How to protect your clients
Understanding your risks is the first part of protecting your clients. Once that is complete, you'll be able to take more tangible steps forward. Here is how you can protect your clients' sensitive data:

1. Think simple
Sometimes, the best course of action is to just avoid storing private data online. If there's no actual reward to hacking into your systems, you won't be a target. Of course, this is easier said than done (you do have to store something on computers, after all), but you have options. For starters, consider keeping the bare minimum online, like contact information. The rest can be filed in an office. If you do need to have data online, consider keeping it in different servers, on different accounts or computers and in different files. 

2. Better authentication
Passwords are there for a reason. Even so, many firms have poor password protection - like "Password1234." These are easy for hackers to figure out. Instead, come up with better, multi-faceted authentication. Stronger passwords are a must, but you can add in a security question, a computer ID (you can only access the account from your computer, for example) or even biometrics, like a fingerprint or eye scan. Most importantly, don't write your passwords down on a piece of paper and tape it to your computer monitor.

3. Improved training
If you work with other financial advisors or employees in the same office, you should focus on improved training to beef up your cybersecurity. As noted previously, many breaches are the direct result of employee errors. So, train your team to have strong password protection, common sense online and an understanding of cybersecurity. 

4. Detailed policies
The next step you can take is to revamp your existing policies and procedures. How your firm responds to suspicious emails, how you manage third-party vendors and even your social media policy can all affect cybersecurity. 
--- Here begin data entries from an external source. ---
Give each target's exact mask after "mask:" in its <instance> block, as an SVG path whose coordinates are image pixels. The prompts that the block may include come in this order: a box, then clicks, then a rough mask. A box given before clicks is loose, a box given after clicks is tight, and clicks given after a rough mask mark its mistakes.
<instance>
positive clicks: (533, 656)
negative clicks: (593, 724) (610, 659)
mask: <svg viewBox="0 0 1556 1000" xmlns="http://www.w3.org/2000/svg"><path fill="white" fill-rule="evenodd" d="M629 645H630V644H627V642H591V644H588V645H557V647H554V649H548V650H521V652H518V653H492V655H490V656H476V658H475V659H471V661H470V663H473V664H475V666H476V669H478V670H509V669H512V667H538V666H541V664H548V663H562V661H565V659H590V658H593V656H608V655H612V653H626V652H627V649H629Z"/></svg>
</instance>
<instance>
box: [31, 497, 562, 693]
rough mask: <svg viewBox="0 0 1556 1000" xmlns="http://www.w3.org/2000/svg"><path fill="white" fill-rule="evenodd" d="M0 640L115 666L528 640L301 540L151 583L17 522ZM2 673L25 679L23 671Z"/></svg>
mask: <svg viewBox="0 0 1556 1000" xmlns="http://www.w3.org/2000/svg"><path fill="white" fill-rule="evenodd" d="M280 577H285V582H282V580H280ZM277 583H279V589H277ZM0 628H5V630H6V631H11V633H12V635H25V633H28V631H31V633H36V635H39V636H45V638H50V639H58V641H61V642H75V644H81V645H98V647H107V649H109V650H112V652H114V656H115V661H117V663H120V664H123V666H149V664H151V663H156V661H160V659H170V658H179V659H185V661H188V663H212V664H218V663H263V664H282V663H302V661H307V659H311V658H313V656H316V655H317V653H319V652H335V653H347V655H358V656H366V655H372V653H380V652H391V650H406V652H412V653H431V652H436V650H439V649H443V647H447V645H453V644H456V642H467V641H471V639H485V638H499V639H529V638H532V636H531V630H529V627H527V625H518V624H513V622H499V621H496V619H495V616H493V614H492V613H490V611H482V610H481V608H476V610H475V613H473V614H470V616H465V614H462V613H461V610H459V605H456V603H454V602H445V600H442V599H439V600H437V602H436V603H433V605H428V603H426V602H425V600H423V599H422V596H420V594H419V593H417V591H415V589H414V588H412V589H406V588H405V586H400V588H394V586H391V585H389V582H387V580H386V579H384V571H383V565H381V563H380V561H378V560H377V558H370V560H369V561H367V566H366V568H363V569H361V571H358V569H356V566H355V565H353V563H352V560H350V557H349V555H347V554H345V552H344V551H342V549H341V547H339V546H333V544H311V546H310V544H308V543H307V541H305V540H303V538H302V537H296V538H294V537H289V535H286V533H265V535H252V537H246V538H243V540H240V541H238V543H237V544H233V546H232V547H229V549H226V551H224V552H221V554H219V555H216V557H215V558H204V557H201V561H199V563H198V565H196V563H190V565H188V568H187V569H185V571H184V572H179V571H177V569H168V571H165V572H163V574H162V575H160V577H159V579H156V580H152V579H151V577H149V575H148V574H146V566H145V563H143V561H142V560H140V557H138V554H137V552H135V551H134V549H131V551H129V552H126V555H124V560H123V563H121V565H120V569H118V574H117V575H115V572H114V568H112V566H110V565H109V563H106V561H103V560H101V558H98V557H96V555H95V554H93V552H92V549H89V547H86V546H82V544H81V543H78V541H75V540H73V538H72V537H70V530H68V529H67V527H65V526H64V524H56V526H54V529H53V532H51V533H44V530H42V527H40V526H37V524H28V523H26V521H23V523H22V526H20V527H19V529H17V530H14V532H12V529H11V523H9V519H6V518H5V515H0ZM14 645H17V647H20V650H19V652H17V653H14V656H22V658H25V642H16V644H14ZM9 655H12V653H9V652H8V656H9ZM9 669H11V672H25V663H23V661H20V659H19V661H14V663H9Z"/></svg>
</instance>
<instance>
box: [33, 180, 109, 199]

One great example came from financial planner Stacy Francis. Francis explained to CNBC how her firm's policy protected one client from identity theft. Francis received an email supposedly from the client asking for a wire transfer.

"It said she was jumping on a plane now and that she needed the money wired to a specific bank, with a routing number, for when she landed," she told the media outlet. "After we didn't respond to the first email, the second one immediately after said, 'Are you not in the office?' - which is every advisor's fear, that their client thinks they're out on the golf course."

Thankfully, Francis' policy - that requires a notarized letter and a personal phone call before transferring money to a third party - ensured that this email went ignored. 

Emphasize security, build trust
These four tips will help you improve cybersecurity, but the process doesn't end there. You will always have to focus on security, especially over time. Constantly review your polices and procedures and ensure the best technology is in place to protect clients.

Best of all, a more secure firm will breed client trust, which is exactly what is needed in this industry.